Just as airline safety requires more than assessing the metal fatigue on jetliners—crew rotation schedules, maintenance reviews, and air traffic patterns all matter as well—financial market safety requires many coordinated pieces of information. Data about individual firms build on knowledge of market structure and performance, such as clearing and settlement practices, market volume, patterns of counterparty relationships, and market liquidity. Clearly, supervisors will need to acquire some combination of firm—and market-level data to assess the overall state of the system.

A New Information Infastructure?

Several proposals have been advanced to create a new “information infrastructure” for the financial system. Federal Reserve Board Governor Daniel K. Tarullo recently provided a rationale for, and a set of principles to guide, an enhanced data collection regime.21 As Tarullo notes, data collection can be costly, and data overload can create problems for supervisors, so it pays to think carefully in advance about what information needs to be collected.

Can a Stock Option Predict Financial System Chaos?

Martín Saldías Zambrana, a visiting scholar at the Federal Reserve Bank of Cleveland, takes what’s known as a “contingent claims” approach in his proposal for a forward-looking systemic risk indicator. In the simplest terms, a contingent claim gives the holder the right to something else depending on what happens in the future. An option to buy a share of AIG at a certain price level during a certain time period is a type of contingent claim, for example.

Zambrana uses the option-based “distance-to-default” measure developed by Moody’s KMV, a credit analysis firm. Distance to default is a measure of the probability that a firm will default, so we use the term “probability of default” in this explanation. The measure uses estimates of the market value of a firm’s assets, the volatility of the asset value, and the bankruptcy threshold (that is, the point at which the firm will become insolvent). These estimates are typically backed out of observed accounting data and the price of the firm’s traded equity using an option pricing model.

Although it may sound skull-cracking—and indeed, this process typically involves sophisticated mathematics and analytic tools—it is a fairly straightforward procedure. The probability-of-default measure can be constructed for any firm if the minimum information requirements are met. Zambrana computes probability of default both for a traded index of European bank stocks (the index is called DJ STOXX) and for each of the banks in the index. He then constructs an index of the probability-of-default measures using individual banks’ probability of default.

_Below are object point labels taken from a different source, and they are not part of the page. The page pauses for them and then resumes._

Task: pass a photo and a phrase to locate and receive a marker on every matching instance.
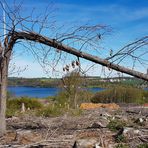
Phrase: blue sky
(127, 18)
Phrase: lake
(39, 92)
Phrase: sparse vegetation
(14, 105)
(115, 125)
(144, 145)
(122, 146)
(121, 94)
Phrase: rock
(86, 143)
(99, 105)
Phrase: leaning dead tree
(27, 31)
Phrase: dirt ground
(91, 129)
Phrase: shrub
(121, 146)
(121, 94)
(144, 145)
(50, 111)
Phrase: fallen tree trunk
(32, 36)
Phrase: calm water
(38, 91)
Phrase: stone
(86, 143)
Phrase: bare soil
(87, 130)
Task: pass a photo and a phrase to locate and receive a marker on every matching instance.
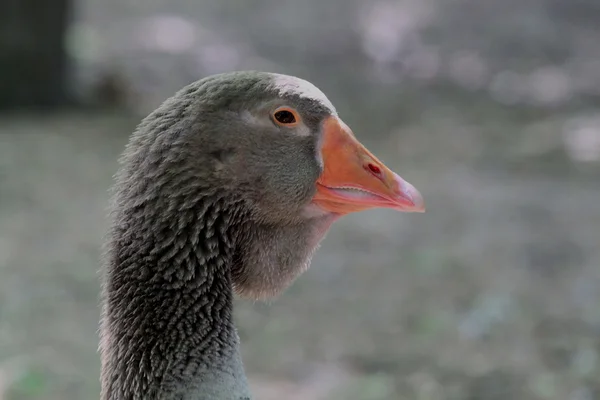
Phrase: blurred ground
(489, 107)
(492, 294)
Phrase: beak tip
(409, 192)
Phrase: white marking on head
(291, 85)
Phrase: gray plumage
(210, 199)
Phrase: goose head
(229, 186)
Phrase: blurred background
(490, 107)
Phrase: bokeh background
(490, 107)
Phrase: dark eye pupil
(285, 117)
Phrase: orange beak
(354, 180)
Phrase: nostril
(374, 169)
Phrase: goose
(227, 188)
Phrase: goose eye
(286, 116)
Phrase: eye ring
(286, 116)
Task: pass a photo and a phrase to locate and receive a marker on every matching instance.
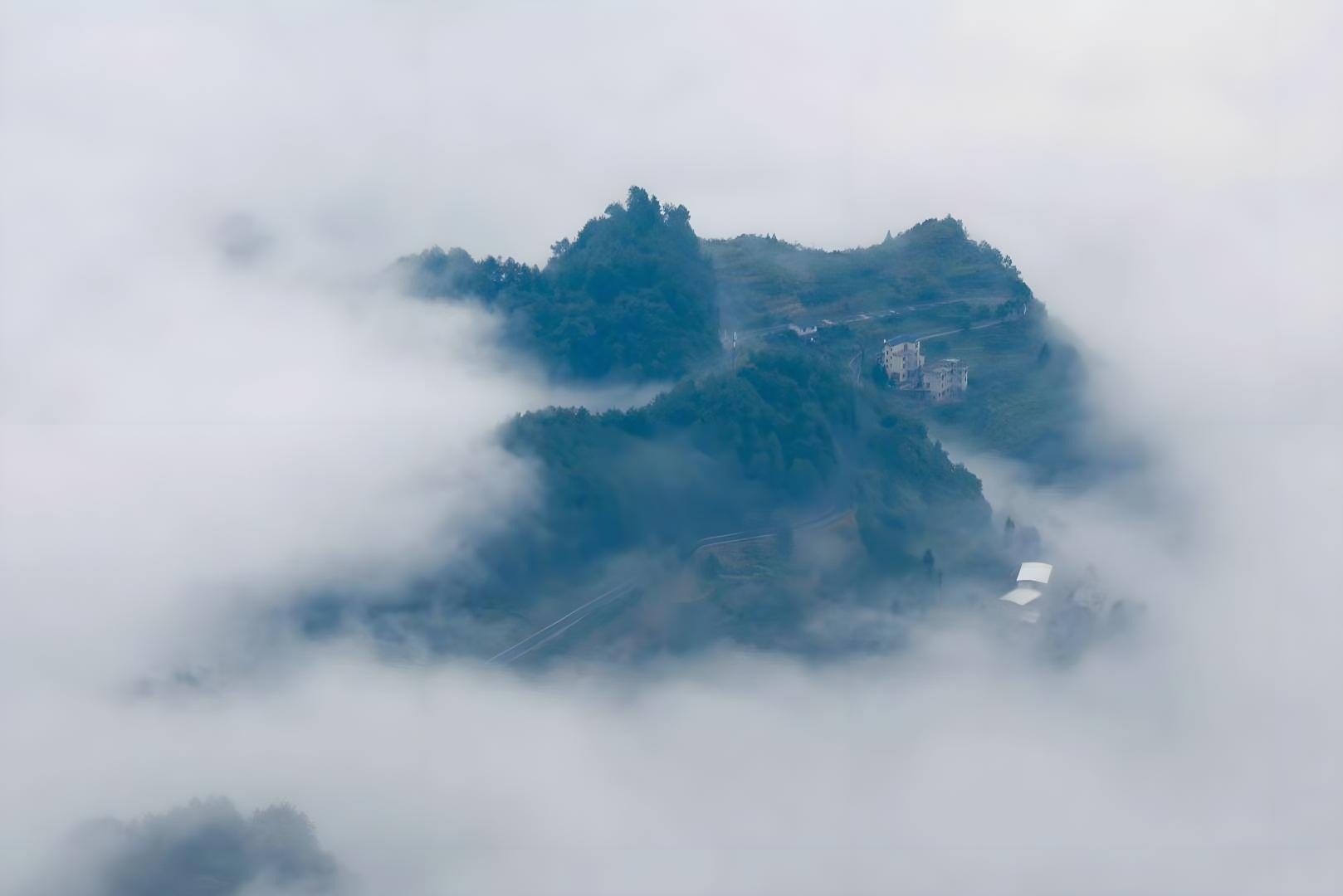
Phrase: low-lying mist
(210, 410)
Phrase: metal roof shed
(1036, 572)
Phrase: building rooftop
(1034, 571)
(1021, 597)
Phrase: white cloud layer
(184, 436)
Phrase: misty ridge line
(187, 201)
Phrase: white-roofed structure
(1036, 571)
(1032, 581)
(1021, 597)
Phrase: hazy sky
(188, 433)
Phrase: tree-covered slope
(764, 280)
(632, 296)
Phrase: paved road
(549, 633)
(745, 336)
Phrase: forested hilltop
(632, 296)
(778, 479)
(764, 280)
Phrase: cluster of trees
(928, 262)
(731, 449)
(632, 296)
(915, 505)
(206, 848)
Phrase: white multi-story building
(903, 359)
(945, 379)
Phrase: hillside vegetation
(833, 477)
(764, 280)
(630, 296)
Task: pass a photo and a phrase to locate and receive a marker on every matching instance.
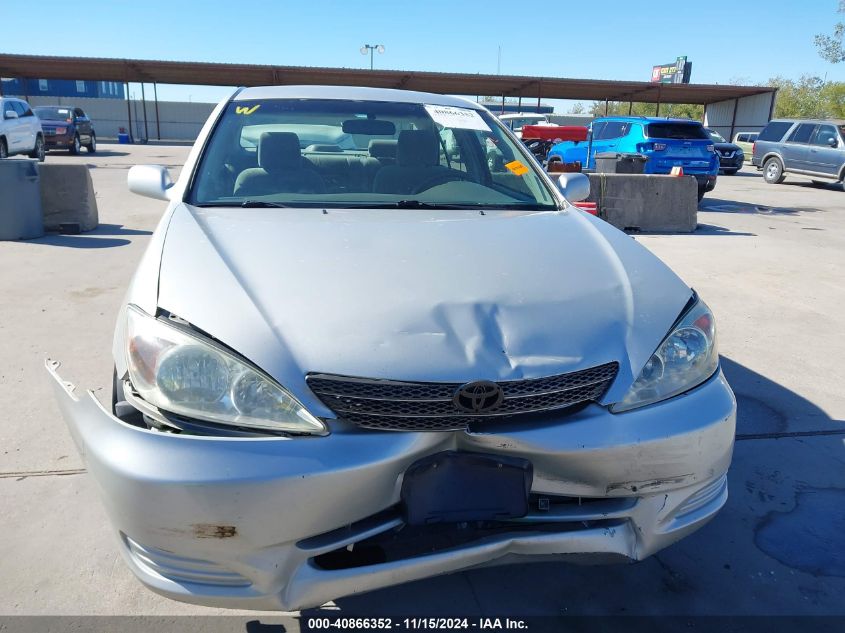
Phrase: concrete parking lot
(769, 260)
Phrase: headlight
(184, 373)
(685, 359)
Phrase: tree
(807, 98)
(830, 46)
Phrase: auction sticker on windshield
(460, 118)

Zambrana’s innovation is to use a well-known fact in finance: An option on a portfolio of stocks is not worth the same amount as a portfolio of options on the individual stocks in the portfolio. (That’s simply because the option to buy or sell an entire portfolio of stocks does not come with the same inherent flexibility as having an entire portfolio of options to buy or sell stocks.) This means that his two probability-of-default measures for the European banking system will not be the same, except when there is perfect correlation between the stocks in the portfolio.

Why is this important? A lesson learned from the demise of the hedge fund Long-Term Capital Management and from research by Andy Lo at MIT is that during periods of financial distress, asset returns in the financial system become more correlated. That makes increased correlation in financial markets a handy indicator of increased systemic risk. So tracking the differences between Zambrana’s two probability-of-default measures for the European banking system provides an indicator of increased systemic risk.


Knowing a firm’s stock price in real time is straightforward. It is quite another matter to observe a firm’s leverage, liquidity, sensitivity, and counterparty exposures on a nearly constant basis.

The academics behind the Squam Lake proposal are primarily worried about counterparty risk and fire-sale risk.22 They would have large financial institutions report quarterly on their asset positions and risk, and regulators would aggregate and release the data with a delay (to allay confidentiality concerns). Regulators would “standardize the process used to measure values and risk exposure” to allow for easier comparison across firms and greater information sharing among different regulators. Whatever the advantages of the fragmented U.S. financial regulatory system, it does mean that sharing information among agencies takes a concerted effort, particularly among regulators of different industries, such as state insurance commissions, the Federal Reserve, the Securities and Exchange Commission, and the Commodity Futures Trading Commission.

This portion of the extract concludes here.